Applying Statistical Methods to Biophysical Chemistry Research, IDP Ensembles

katherynpenrod

New Member
Hello! I am a second-year chemistry graduate student studying intrinsically disordered proteins (IDPs). IDPs do not adopt a stable folded state at equilibrium, and instead sample an ensemble of conformations (structures). We have recently made use of a software program to generate conformational ensembles (sets of structures) of IDPs using experimental data as constraints. The output of this program is a .pdb file with 100 structures which correspond to those structures that are representative of the experimentally-constrained ensemble. We have six ensembles in total, where the order in which the experimental data was considered was varied.

We wish to choose structural metrics and compare them between ensembles and between structures in order to quantify the similarity between ensembles and between structures within an ensemble. One such structural metric is radius of gyration, which is the metric that we have been focusing on. We eventually wish to extend our statistical analysis to other structural metrics, as well (i.e. persistence length, solvent-accessible surface area, end-to-end distance, etc.).
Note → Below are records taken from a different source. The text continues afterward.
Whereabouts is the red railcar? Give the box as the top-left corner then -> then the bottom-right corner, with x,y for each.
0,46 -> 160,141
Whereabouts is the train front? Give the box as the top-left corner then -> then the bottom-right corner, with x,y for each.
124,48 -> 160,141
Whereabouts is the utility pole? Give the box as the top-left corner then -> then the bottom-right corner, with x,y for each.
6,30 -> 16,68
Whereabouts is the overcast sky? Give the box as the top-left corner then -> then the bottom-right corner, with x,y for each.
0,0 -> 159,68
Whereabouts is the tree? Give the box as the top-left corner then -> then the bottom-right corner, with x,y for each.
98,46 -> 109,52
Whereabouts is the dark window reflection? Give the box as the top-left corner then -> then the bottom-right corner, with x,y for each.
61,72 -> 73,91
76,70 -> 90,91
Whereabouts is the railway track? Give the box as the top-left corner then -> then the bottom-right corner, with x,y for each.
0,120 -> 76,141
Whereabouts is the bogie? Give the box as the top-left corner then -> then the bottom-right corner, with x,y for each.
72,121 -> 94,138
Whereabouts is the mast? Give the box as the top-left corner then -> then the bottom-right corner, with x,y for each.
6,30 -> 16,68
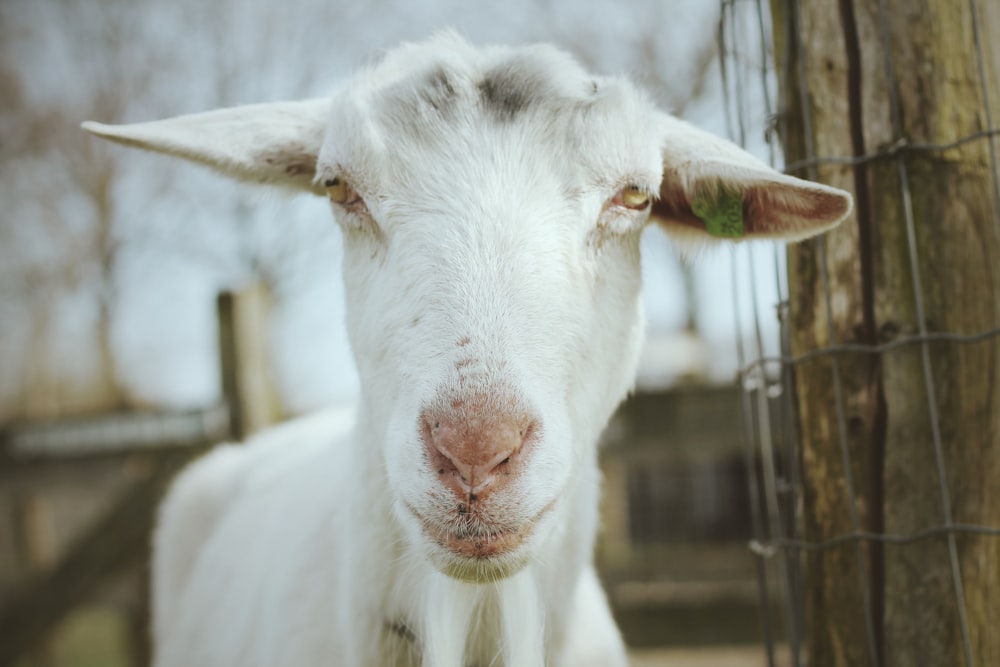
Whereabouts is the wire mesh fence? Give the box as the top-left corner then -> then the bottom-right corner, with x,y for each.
719,0 -> 1000,665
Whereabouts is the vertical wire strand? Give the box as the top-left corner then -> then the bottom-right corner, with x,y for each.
774,248 -> 805,667
748,244 -> 802,665
764,94 -> 806,658
725,3 -> 807,662
718,0 -> 737,144
753,0 -> 778,167
967,0 -> 1000,226
897,157 -> 977,667
730,4 -> 748,147
735,1 -> 801,654
720,5 -> 778,662
872,1 -> 976,663
732,248 -> 778,667
771,13 -> 808,663
790,0 -> 882,663
817,239 -> 882,667
749,0 -> 806,652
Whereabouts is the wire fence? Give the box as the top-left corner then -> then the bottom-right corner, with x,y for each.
719,0 -> 1000,665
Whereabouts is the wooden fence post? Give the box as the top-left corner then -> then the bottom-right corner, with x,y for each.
217,285 -> 283,441
773,0 -> 1000,664
598,455 -> 632,571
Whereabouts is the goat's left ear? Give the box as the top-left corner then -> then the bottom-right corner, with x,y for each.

I am having trouble in knowing where to begin with choosing statistical analyses/metrics to apply to these data. I would like to begin by comparing all ensembles with all other ensembles, or in other words, generating a 6 x 6 matrix which compares each data set with every other data set, and itself (for confirmation that the metrics have been implemented correctly). As a first pass, I have computed the Pearson Correlation Coefficient, Pearson Chi Squared (not sure if the terminology is correct here, as it's been taken from Wikipedia - can provide equation for clarification), and Kullback-Leibler Divergence for distributions of radius of gyration for each ensemble. I am assuming that Pearson Correlation Coefficient and Pearson Chi Squared are not good metrics to use for this type of data, but the KLD was quite intriguing. Even more intriguing was the Jensen-Shannon Divergence, which is a true metric. Mutual information is also potentially of interest.

My question for you experts out there is as follows: Knowing what you know about the nature of the data that we are working with, what statistical metrics/analyses would you recommend? Why (aside from my own, entirely unfounded hunch) would Pearson Correlation Coefficient and Pearson Chi Squared be bad for these data? Why might KLD or JSD or MI be good? What are the assumptions that go into these types of tests? I am very much a beginner with all things statistics, having never taken a single statistics course, so any and all basic insights that you may be able to offer would be greatly appreciated!